The county owns the site and officials previously looked into tearing down the shuttered structures, known as cottages 2, 3 and 4, plus an auditorium. That’s an outcome one Anoka city leader has quipped that he would chain himself to the door to prevent.
Now officials are savoring a recently brokered lease deal between the city and county, marking an amicable end to an unusual dispute.
“This has been a long time coming,” Commissioner Scott Schulte said at a County Board meeting last week, when commissioners approved the lease agreement.
A similar plan fizzled last year. But Anoka officials say they’ve found the linchpin to make it work this time: Melony Butler.
She runs the nonprofit Eagle’s Healing Nest in Sauk Centre, Minn., which also houses veterans in renovated historic buildings. Butler said she can get the Anoka structures up and running for a fraction of earlier estimates that ran into the millions of dollars.
The plan is to turn the cottages into veterans housing for homeless or vulnerable men, women and families. All the work will depend on donations and volunteers. The clock is ticking, with the goal to get the first building open as early as Dec. 1.
“They need help now,” Butler said.
‘We’ve declared peace’
The nonprofit Commonbond Communities had also considered the site for veterans housing before crucial tax credits and funding fell through.
City officials, determined to preserve the buildings, then looked to lease them from the county, with the goal of subleasing the structures to another nonprofit willing to take them on.
And that’s when negotiations took an unexpected turn.
In August, Anoka city officials and staff said they were stumped by the “onerous” 47-page lease agreement drafted by the county. It was a lease that City Attorney Scott Baumgartner said “almost sets the city up to fail” and prompted Council Member Mark Freeburg to ask, “Does the county know they’ve insulted us?”

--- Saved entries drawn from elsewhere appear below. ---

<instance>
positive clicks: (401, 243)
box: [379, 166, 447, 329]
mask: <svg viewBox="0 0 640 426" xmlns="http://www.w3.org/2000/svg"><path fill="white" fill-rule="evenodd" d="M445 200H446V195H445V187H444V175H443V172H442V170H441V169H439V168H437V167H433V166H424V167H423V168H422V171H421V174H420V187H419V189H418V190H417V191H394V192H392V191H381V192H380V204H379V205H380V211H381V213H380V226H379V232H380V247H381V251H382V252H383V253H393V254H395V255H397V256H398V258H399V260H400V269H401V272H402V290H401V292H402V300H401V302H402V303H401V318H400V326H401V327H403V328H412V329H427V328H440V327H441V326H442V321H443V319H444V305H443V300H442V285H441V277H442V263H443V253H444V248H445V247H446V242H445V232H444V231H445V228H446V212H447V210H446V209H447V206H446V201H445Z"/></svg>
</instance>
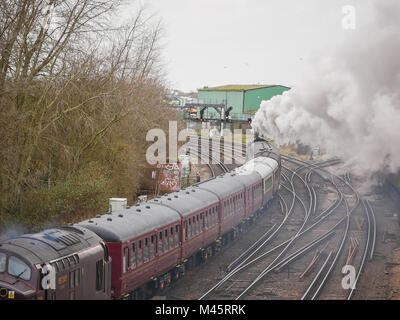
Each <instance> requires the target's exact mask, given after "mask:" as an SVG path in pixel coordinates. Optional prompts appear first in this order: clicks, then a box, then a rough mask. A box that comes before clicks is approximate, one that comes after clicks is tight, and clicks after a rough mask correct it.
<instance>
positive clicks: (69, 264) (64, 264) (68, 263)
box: [62, 258, 71, 268]
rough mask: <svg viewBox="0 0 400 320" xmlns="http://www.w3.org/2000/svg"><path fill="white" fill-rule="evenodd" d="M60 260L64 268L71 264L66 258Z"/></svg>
mask: <svg viewBox="0 0 400 320" xmlns="http://www.w3.org/2000/svg"><path fill="white" fill-rule="evenodd" d="M62 261H63V262H64V266H65V267H66V268H68V267H70V266H71V265H70V263H69V261H68V259H67V258H65V259H63V260H62Z"/></svg>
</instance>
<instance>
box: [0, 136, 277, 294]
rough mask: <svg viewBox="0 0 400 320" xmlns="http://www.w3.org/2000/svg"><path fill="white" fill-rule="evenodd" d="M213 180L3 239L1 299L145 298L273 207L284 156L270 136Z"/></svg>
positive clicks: (224, 243) (215, 249) (0, 250)
mask: <svg viewBox="0 0 400 320" xmlns="http://www.w3.org/2000/svg"><path fill="white" fill-rule="evenodd" d="M248 150H252V151H251V152H249V151H248V152H247V154H248V157H247V162H246V164H244V165H243V166H241V167H238V168H236V169H235V170H233V171H231V172H229V173H225V174H222V175H220V176H218V177H216V178H214V179H210V180H207V181H205V182H202V183H198V184H196V185H194V186H191V187H188V188H185V189H182V190H180V191H178V192H174V193H170V194H166V195H164V196H161V197H158V198H155V199H152V200H150V201H147V202H145V203H141V204H136V205H135V206H131V207H128V208H126V209H123V210H120V211H116V212H112V213H111V212H110V213H108V214H104V215H98V216H96V217H95V218H92V219H89V220H86V221H82V222H79V223H77V224H73V225H68V226H65V227H57V228H51V229H47V230H44V231H42V232H39V233H35V234H26V235H21V236H18V237H16V238H12V239H9V240H6V241H3V242H0V299H38V300H56V299H62V300H69V299H145V298H147V297H150V296H151V295H153V294H155V293H156V292H157V290H160V289H163V288H165V287H166V286H168V284H169V283H170V282H172V281H174V280H176V279H179V278H180V277H182V276H183V275H184V273H185V270H190V269H192V268H193V267H194V266H195V265H196V264H198V263H201V262H203V261H205V260H207V259H208V258H209V257H210V256H212V255H214V254H215V253H216V252H218V251H219V250H220V248H221V247H223V246H224V245H225V244H226V243H227V242H228V241H230V240H232V239H234V238H235V237H236V236H237V234H238V233H239V232H241V231H243V230H244V229H245V228H246V226H247V225H248V224H249V223H251V222H252V220H253V219H254V218H255V217H256V216H257V215H259V214H260V213H261V210H262V209H263V208H265V207H268V206H269V204H270V202H271V200H272V199H273V197H274V195H275V194H276V192H277V190H278V188H279V184H280V170H281V159H280V155H279V153H278V151H277V150H276V148H274V147H273V146H272V145H270V144H269V143H268V142H267V141H265V140H263V139H261V138H256V139H255V140H254V141H253V142H251V143H250V144H249V145H248Z"/></svg>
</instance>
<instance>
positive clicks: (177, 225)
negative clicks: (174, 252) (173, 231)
mask: <svg viewBox="0 0 400 320" xmlns="http://www.w3.org/2000/svg"><path fill="white" fill-rule="evenodd" d="M177 246H179V226H178V225H177V226H175V247H177Z"/></svg>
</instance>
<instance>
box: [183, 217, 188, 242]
mask: <svg viewBox="0 0 400 320" xmlns="http://www.w3.org/2000/svg"><path fill="white" fill-rule="evenodd" d="M183 231H184V232H185V240H187V239H188V229H187V221H185V222H184V223H183Z"/></svg>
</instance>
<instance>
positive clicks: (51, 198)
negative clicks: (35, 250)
mask: <svg viewBox="0 0 400 320" xmlns="http://www.w3.org/2000/svg"><path fill="white" fill-rule="evenodd" d="M120 6H121V2H120V1H105V0H50V1H45V0H18V1H15V0H1V1H0V163H1V166H0V189H1V194H0V231H1V230H2V229H3V230H4V229H6V228H7V227H8V226H10V225H12V224H15V223H22V224H23V225H25V226H27V227H29V229H37V228H40V227H42V226H43V225H46V224H53V223H65V222H74V221H77V220H79V219H81V218H86V217H87V216H91V215H94V214H96V213H102V212H104V211H105V210H107V208H108V204H107V198H108V197H111V196H121V197H128V198H129V199H130V200H131V201H132V200H134V198H135V196H136V191H137V189H138V186H139V183H140V179H141V171H142V170H141V168H142V167H143V165H144V160H145V159H144V155H145V150H146V147H147V146H146V143H145V136H146V132H147V131H148V130H149V129H151V128H154V127H158V128H166V127H167V125H168V120H171V119H174V118H175V114H174V113H171V111H168V109H167V108H166V107H165V105H164V104H163V102H162V101H163V97H164V95H165V89H164V85H163V74H162V65H161V62H160V47H159V41H160V37H161V27H160V24H155V23H154V22H153V20H152V19H150V18H149V17H148V16H146V14H145V12H144V10H138V11H137V12H136V14H135V16H134V17H133V18H131V20H130V21H128V22H125V23H124V24H122V25H118V26H115V24H113V23H111V22H110V21H114V20H115V16H116V15H117V14H118V10H119V9H120Z"/></svg>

County officials say they were looking to protect the county and taxpayers from liability, especially given the structures’ deteriorating condition. County Administrator Jerry Soma characterized the dispute as a disagreement over “wording” — not over the use of the buildings.
Others take a more jaundiced view. Sen. Jim Abeler, R-Anoka, has called the back-and-forth over the lease “useless delay.” Abeler has been a key supporter and liaison in the effort to bring Eagle’s Healing Nest on board.
“If we don’t get men in there this winter, someone will die,” Abeler said. “This is a high-risk population.”
In recent weeks, the city and county settled on a lease that gives the city 10 years to develop the properties. Should they become certified for occupancy, the lease will extend for 25 years, with additional five-year renewals.
“We’ve declared peace — peace between the city and the county,” Abeler said. “The veterans will be served and the buildings will be saved.”
But the project has some worried about health risks.
“There is more mold in these cottages than there is paint on the wall,” Anoka County Commissioner Matt Look said. “I have a concern that these veterans who were put in harm’s way may be put in additional harm’s way using these facilities.”
Branches poke through the roof of one cottage, allowing water to seep in. Urban explorers and vandals have left behind broken windows and graffiti.
Butler, founder and director of Eagle’s Healing Nest, said the buildings are structurally sound and ripe for renewal — mold and all. She estimates the cottages can house 60 to 90 veterans when completed.
Project supporters are working to raise funds and recruit volunteers, including plumbers, roofers, masons and electricians. That effort got a boost Thursday at a kickoff rally at the historic riverfront property. More than 200 people attended, including veterans staying at Eagle’s Healing Nest in Sauk Centre, who spoke of the need for veterans housing.
Army veteran Elaine Reinholz said Butler’s facility helped her escape an abusive marriage and has allowed her to heal in the past two months.
“I have not once in 55 days thought about taking my own life,” she said. “I’m here today happy for the first time in years.”